Filipino, Yemeni beheaded for Saudi murders



33 other OFWs on death row

By Cynthia Balana
INQUIRER.net Agence France-Presse Inquirer
Posted date: June 13, 2007

RIYADH -- A Filipino and a Yemeni were beheaded by the sword in Saudi Arabia on Wednesday for separate murders, the interior ministry said, adding to a number of executions already more than double that of 2006.

The Department of Foreign Affairs (DFA) confirmed that Filipino Reynaldo Cortez, 41, was executed in Riyadh for stabbing to death a Pakistani driver.

In an interview, Foreign Undersecretary for Migrant Affairs Esteban Conejos said Philippine Ambassador to Saudi Arabia Antonio Villamor called up to confirm the execution of at 2 p.m. Manila time.

Citing DFA statistics, the Filipino migrant advocacy group Migrante said in a statement that 33 other overseas Filipino workers (OFWs), two of them women, are still on death row.

Yemeni Yassin bin Saleh Abdu Ahmed was decapitated in the southern Jizan region after using a pickaxe to kill and then rob a Saudi man, a statement from the Saudi ministry carried by SPA state news agency said.

The beheadings bring to 94 the number of executions announced by the Saudi government so far this year.

In 2006 at least 37 people were executed, while 83 were put to death in 2005 and 35 the year before, according to Agence France-Presse tallies based on official statements.

Executions are usually carried out in public in Saudi Arabia, which applies a strict form of sharia, or Islamic law. Rape, murder, apostasy, armed robbery and drug trafficking can all carry the death penalty.

The death sentence on Cortez, who left behind a wife and six children in Guagua, Pampanga, was carried out after the victim’s family rejected with finality the offer of 100,000 Saudi rials as blood money and insisted his beheading.

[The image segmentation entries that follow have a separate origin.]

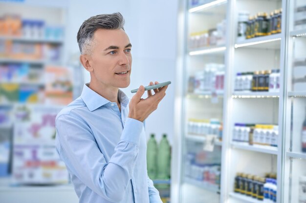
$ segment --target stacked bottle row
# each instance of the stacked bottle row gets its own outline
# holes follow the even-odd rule
[[[235,123],[232,140],[250,145],[277,147],[278,135],[277,125]]]
[[[158,146],[155,135],[151,135],[147,147],[147,167],[152,180],[170,178],[171,150],[167,135],[163,135]]]
[[[22,19],[17,15],[0,17],[0,36],[31,39],[62,39],[64,28],[46,24],[41,19]]]
[[[276,203],[277,192],[276,174],[266,173],[265,177],[237,173],[235,178],[234,192],[264,203]]]
[[[299,203],[306,202],[306,176],[299,178]]]
[[[197,154],[189,153],[186,155],[185,175],[186,177],[201,182],[220,185],[220,164],[214,163],[214,158],[208,153],[200,152]],[[209,159],[210,156],[211,159]],[[206,157],[205,161],[199,160],[199,157]],[[210,159],[210,160],[209,160]]]
[[[189,77],[188,92],[200,93],[204,92],[223,92],[224,65],[208,63],[204,71],[197,72]]]
[[[302,151],[306,153],[306,118],[302,124],[301,138],[302,141]]]
[[[189,119],[187,129],[188,133],[190,134],[216,135],[219,139],[222,138],[222,125],[217,119]]]
[[[279,92],[280,76],[279,69],[238,73],[235,80],[235,91]]]
[[[225,42],[226,20],[224,19],[217,24],[217,28],[190,34],[189,39],[190,49],[209,46],[224,45]]]
[[[249,16],[247,11],[239,13],[238,40],[265,36],[282,32],[282,9],[266,13],[260,12]]]

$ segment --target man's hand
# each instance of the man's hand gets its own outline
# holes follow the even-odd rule
[[[158,82],[155,82],[155,84],[157,84]],[[150,85],[153,85],[153,82],[150,83]],[[168,85],[154,89],[154,95],[152,95],[151,90],[148,90],[148,98],[144,99],[141,98],[141,96],[145,92],[145,87],[140,86],[130,102],[130,113],[128,117],[143,122],[152,112],[157,109],[158,104],[166,95],[167,88]]]

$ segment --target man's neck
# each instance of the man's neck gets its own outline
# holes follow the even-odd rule
[[[95,83],[90,81],[88,87],[111,102],[116,102],[120,109],[120,104],[118,99],[118,88],[108,88],[103,87],[103,85],[98,86]]]

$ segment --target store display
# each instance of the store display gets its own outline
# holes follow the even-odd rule
[[[5,121],[1,120],[1,111],[0,109],[0,178],[7,177],[9,175],[9,161],[11,158],[10,154],[12,149],[11,134],[12,131],[11,126],[3,126]]]
[[[296,58],[292,68],[293,90],[304,91],[306,86],[306,58]]]
[[[213,156],[207,153],[189,153],[186,156],[185,175],[192,179],[219,186],[220,168],[220,164],[216,163]]]
[[[17,15],[7,15],[0,17],[0,36],[60,40],[64,37],[64,28],[46,25],[43,20],[22,19]]]
[[[29,119],[16,120],[13,153],[15,184],[68,182],[68,172],[55,146],[55,117],[60,109],[33,107],[28,109]]]
[[[217,24],[216,28],[191,33],[188,40],[189,48],[224,45],[226,26],[226,21],[224,19]]]
[[[306,118],[304,120],[302,128],[302,151],[306,152]]]
[[[263,201],[276,203],[277,191],[276,175],[266,173],[265,177],[238,172],[235,177],[234,192]]]
[[[280,70],[238,73],[235,80],[235,91],[280,91]]]
[[[58,62],[61,52],[61,46],[59,44],[0,39],[0,56],[3,58]]]
[[[245,22],[246,25],[245,34],[241,35],[242,37],[238,37],[238,40],[280,33],[282,31],[282,9],[271,12],[270,16],[266,13],[259,12],[255,16],[248,16],[248,20]],[[243,20],[246,18],[245,14]],[[238,22],[239,27],[240,24]]]
[[[232,140],[250,145],[277,147],[278,126],[235,123]]]
[[[157,143],[155,135],[151,134],[147,145],[147,168],[148,175],[152,180],[156,178],[157,170]]]
[[[224,75],[223,64],[206,64],[203,71],[197,72],[195,75],[190,76],[190,90],[196,93],[221,92],[224,88]]]
[[[197,135],[216,135],[222,139],[222,123],[217,119],[196,119],[190,118],[188,123],[188,133]]]
[[[294,28],[297,30],[306,28],[306,4],[298,6],[295,9]]]
[[[45,103],[67,105],[72,101],[72,73],[70,69],[61,66],[45,68]]]
[[[246,33],[250,13],[248,11],[239,11],[238,13],[238,31],[237,40],[245,39]]]
[[[167,135],[164,134],[158,145],[157,153],[157,174],[158,179],[168,180],[170,178],[171,148]]]
[[[306,176],[300,176],[299,179],[299,203],[304,203],[306,200]]]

"In court hearings, Cortez said he was trying to defend himself from possible sexual assault and that was what the Philippine embassy insisted during the negotiations for blood money," Conejos said.

Cortez, a welder at the Al-Allah Car Workshop in Riyadh’s Sinaya District, said the Pakistani had tried to rape him. Earlier reports said Saudi Arabian police shot Cortez twice in the left foot even after he surrendered.

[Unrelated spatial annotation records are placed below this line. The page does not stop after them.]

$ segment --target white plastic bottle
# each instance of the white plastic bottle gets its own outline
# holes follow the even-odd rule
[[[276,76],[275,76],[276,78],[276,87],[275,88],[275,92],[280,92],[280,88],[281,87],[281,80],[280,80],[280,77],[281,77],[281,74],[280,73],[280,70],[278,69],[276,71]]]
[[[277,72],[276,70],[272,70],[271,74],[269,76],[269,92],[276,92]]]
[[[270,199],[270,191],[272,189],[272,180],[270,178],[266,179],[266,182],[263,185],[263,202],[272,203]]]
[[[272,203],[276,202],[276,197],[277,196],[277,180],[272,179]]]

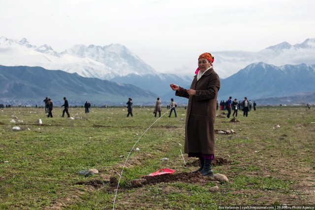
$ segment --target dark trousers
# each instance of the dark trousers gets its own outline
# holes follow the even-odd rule
[[[49,109],[49,111],[48,111],[48,116],[47,116],[47,118],[53,117],[53,114],[51,113],[52,111],[53,111],[52,109]]]
[[[168,116],[169,118],[171,117],[171,115],[172,114],[172,112],[173,112],[173,110],[174,110],[174,113],[175,114],[175,118],[177,117],[177,114],[176,113],[176,110],[175,109],[175,107],[172,107],[172,109],[171,109],[171,113],[169,113],[169,116]]]
[[[247,117],[247,116],[248,115],[248,111],[249,111],[248,107],[248,106],[244,107],[244,113],[243,115],[244,117],[245,117],[245,116]]]
[[[68,112],[68,108],[65,108],[63,111],[63,117],[64,117],[64,113],[67,113],[67,115],[68,116],[68,118],[70,118],[70,115],[69,114],[69,112]]]
[[[128,112],[128,114],[127,114],[127,117],[129,117],[129,115],[131,115],[131,117],[133,117],[133,115],[132,115],[132,112]]]
[[[235,117],[237,117],[237,110],[234,109],[234,112],[233,113],[233,117],[234,117],[234,115],[235,115]]]
[[[227,107],[227,118],[230,118],[231,112],[231,107]]]
[[[161,111],[158,111],[158,117],[160,118],[161,117]],[[156,112],[156,115],[154,117],[157,117],[157,113]]]

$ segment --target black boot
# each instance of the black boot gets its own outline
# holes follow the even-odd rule
[[[212,171],[212,159],[205,159],[203,168],[200,171],[200,174],[202,176],[213,176],[213,171]]]
[[[202,170],[202,169],[203,168],[203,166],[205,164],[205,159],[203,159],[203,158],[199,157],[199,165],[200,165],[200,167],[197,170],[193,171],[192,173],[198,173]]]

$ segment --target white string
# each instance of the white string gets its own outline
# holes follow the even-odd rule
[[[183,100],[182,100],[181,101],[180,101],[179,102],[177,103],[177,104],[180,104],[182,101],[183,101],[183,100],[184,100],[185,99],[186,99],[186,98],[184,98]],[[152,126],[152,125],[153,125],[154,124],[154,123],[155,123],[156,122],[157,122],[158,121],[158,120],[162,117],[163,117],[165,114],[166,114],[169,111],[170,111],[171,109],[172,109],[173,107],[175,107],[175,106],[173,106],[173,107],[172,107],[172,108],[171,108],[170,109],[169,109],[168,110],[167,110],[165,113],[164,113],[163,115],[162,115],[162,116],[161,117],[160,117],[159,118],[158,118],[158,120],[157,120],[154,122],[153,122],[152,123],[152,125],[151,125],[145,131],[144,131],[144,132],[143,132],[143,133],[142,134],[142,135],[141,135],[140,136],[140,137],[139,137],[139,139],[138,139],[138,140],[137,140],[137,141],[135,143],[134,143],[134,145],[133,145],[133,147],[132,147],[132,148],[131,148],[131,150],[130,150],[130,152],[129,152],[129,154],[128,154],[128,156],[127,156],[127,157],[126,158],[126,161],[125,162],[125,164],[124,164],[124,167],[123,167],[123,170],[122,170],[122,173],[120,174],[120,177],[119,177],[119,180],[118,180],[118,184],[117,184],[117,188],[116,188],[116,192],[115,194],[115,198],[114,199],[114,203],[113,204],[113,210],[114,210],[115,209],[115,202],[116,200],[116,197],[117,197],[117,192],[118,192],[118,187],[119,187],[119,183],[120,183],[120,180],[122,179],[122,176],[123,176],[123,172],[124,172],[124,169],[125,169],[125,167],[126,165],[126,164],[127,163],[127,160],[128,160],[128,158],[129,158],[129,156],[130,156],[130,154],[131,153],[131,152],[132,151],[132,150],[133,150],[133,148],[134,148],[134,147],[135,147],[136,145],[137,144],[137,143],[138,143],[138,142],[139,142],[139,140],[140,140],[140,139],[141,138],[141,137],[142,137],[142,136],[143,136],[144,135],[145,133],[146,133],[146,132]],[[184,160],[185,161],[185,160]]]

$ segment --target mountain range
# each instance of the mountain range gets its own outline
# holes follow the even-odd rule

In December 2003, Judge Mohammad Abdul Aziz Al-Sheikh and two other judges of the Riyadh Grand Court found Cortez guilty of the charge of murder and frustrated murder, and sentenced him to 15 years imprisonment and 1,000 lashes.

Cortez' lawyers immediately filed an appeal in the Riyadh Appellate Court. On November 27, 2004, the court, on hearing his claim that he had killed the taxi driver in an act of self-defense, reduced his jail sentence to 10 years.

But a Riyadh high court sentenced Cortez to death on May 30, 2005.

Conejos said the embassy negotiated with the family of the victim twice--first in October 2005 and the other in January 2006. Both efforts failed.

He said that the embassy then turned to the victim's brother who is also working in Riyadh for consideration, but the brother ignored the offer.

Conejos said the embassy then hired a Pakistani professional negotiator to convince the family of the victims but to no avail.

Migrante noted that the beheading of Cortez happened during Migrants Month, declared by the Philippine government.

The statement said that, “weeks before his death, Rey sent Migrante International chairperson Connie Bragas-Regalado text messages saying that unless the Philippine government acted on his case, he will surely be executed.”

“Kapag di talaga inasikaso ng ating gobyerno ang kaso ko, talagang mapuputulan ako ng ulo. Kasi ayaw talaga ako patawarin ng pamily [If the Philippine government doesn’t take action regarding my case, I will really be beheaded because the family does not want to forgive me],” the text message Cortez sent to Regalado on May 10 said.

Migrante said Cortez was the fifth OFW executed abroad under the Arroyo administration.

In March 2005, Sergio Aldana, Antonio Alvesa, Wilfredo Bautista and Miguel Fernandez were also beheaded in Saudi Arabia.

Migrante International said other OFWs still on death row in Saudi Arabia include Rodelio Lanuza, Idan Tejano, Marjana Andal Sakilan. Marilou Ranario is on death row in Kuwait.

Conejos said he had instructed the embassy to work for the return of Cortez' remains to the Philippines.